Tiffany does digital collage, taking small photos and putting them together, writing a vignette to go with each one.

“It’s a little extension of my expression, so I’ve had people who come in and like a certain piece, and some who are really taken by the writing,” she said.

For instance, one of her pieces shows seven cats sitting around a card table. One’s wearing sunglasses, one’s wearing a bejeweled collar and holding a flute of champagne, another has a bottle of beer in one paw and a cigar in the other. The group is clearly engaged in a rowdy game of poker, as the black cat at the front of the table flashes an ace and sits with a sizable group of poker chips in front of him.

Tiffany’s studio is an extension of her home, but has a private entrance.

“The front of the studio is facing a pond, so it’s a lovely landscape and nice to just sit and look at the nature,” she said. “It’s fun to stroll around and see the critters and that sort of thing.”

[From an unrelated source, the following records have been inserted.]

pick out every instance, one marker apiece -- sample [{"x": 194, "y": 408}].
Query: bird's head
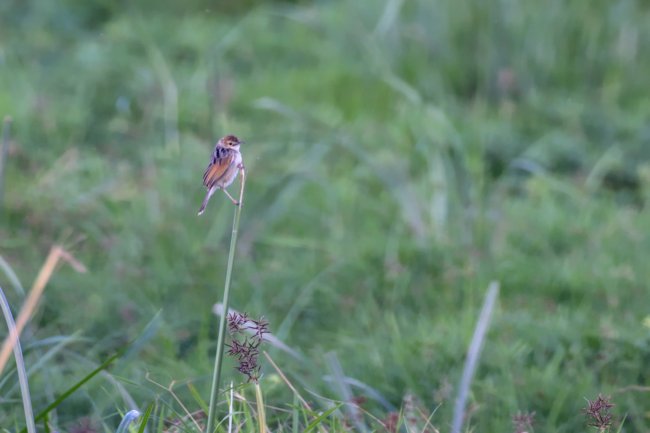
[{"x": 230, "y": 141}]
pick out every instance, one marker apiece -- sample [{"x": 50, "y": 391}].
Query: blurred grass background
[{"x": 401, "y": 155}]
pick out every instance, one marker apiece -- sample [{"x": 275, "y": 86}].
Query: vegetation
[{"x": 400, "y": 156}]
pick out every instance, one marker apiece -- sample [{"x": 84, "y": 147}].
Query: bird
[{"x": 225, "y": 164}]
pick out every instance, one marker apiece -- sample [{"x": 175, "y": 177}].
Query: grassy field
[{"x": 401, "y": 155}]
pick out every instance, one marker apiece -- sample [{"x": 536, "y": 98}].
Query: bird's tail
[{"x": 205, "y": 200}]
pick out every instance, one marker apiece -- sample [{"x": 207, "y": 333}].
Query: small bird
[{"x": 225, "y": 164}]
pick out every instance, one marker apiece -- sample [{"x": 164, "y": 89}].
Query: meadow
[{"x": 400, "y": 155}]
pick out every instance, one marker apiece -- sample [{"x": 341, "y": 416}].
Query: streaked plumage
[{"x": 224, "y": 166}]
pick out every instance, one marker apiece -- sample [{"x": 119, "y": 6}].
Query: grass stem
[{"x": 218, "y": 359}]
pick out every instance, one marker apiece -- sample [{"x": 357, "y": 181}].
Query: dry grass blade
[
  {"x": 473, "y": 355},
  {"x": 20, "y": 366},
  {"x": 56, "y": 253}
]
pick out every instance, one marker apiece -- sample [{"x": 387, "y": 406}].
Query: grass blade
[
  {"x": 4, "y": 147},
  {"x": 473, "y": 355},
  {"x": 43, "y": 414},
  {"x": 130, "y": 416},
  {"x": 316, "y": 422},
  {"x": 145, "y": 418},
  {"x": 218, "y": 359},
  {"x": 20, "y": 365}
]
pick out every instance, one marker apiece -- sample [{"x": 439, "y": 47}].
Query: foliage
[{"x": 400, "y": 155}]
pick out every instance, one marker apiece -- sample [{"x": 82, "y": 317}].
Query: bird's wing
[{"x": 222, "y": 158}]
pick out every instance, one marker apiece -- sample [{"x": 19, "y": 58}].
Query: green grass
[{"x": 400, "y": 156}]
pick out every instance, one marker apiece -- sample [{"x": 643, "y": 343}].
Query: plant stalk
[{"x": 218, "y": 359}]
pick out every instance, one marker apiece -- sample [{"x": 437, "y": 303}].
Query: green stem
[
  {"x": 4, "y": 147},
  {"x": 218, "y": 359}
]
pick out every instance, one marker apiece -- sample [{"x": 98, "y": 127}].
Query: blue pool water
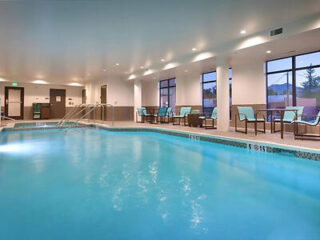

She said her studio is jam-packed with her work, grouped into six different series with their own flavor.

“Some serene things, some spiritual, some fun,” she said. “A series I’ve been focused on lately has been the Copycat Series, which is cats doing human things. I started that series when I was feeling really blue and needed something to make me smile.”

The poker cats will definitely make you smile.

Tiffany said when she was young she “learned it was easy to take scissors to photographs.” She’d rearrange and merge things together, and then she got older and discovered Photoshop, where she realized there are even more options. And all that cutting up photos as a kid led her to the digital collage artwork she creates now.

“Creativity is such a part of my life,” she said. “It’s something I enjoy as relaxation, so I spend an awful lot of time doing it.”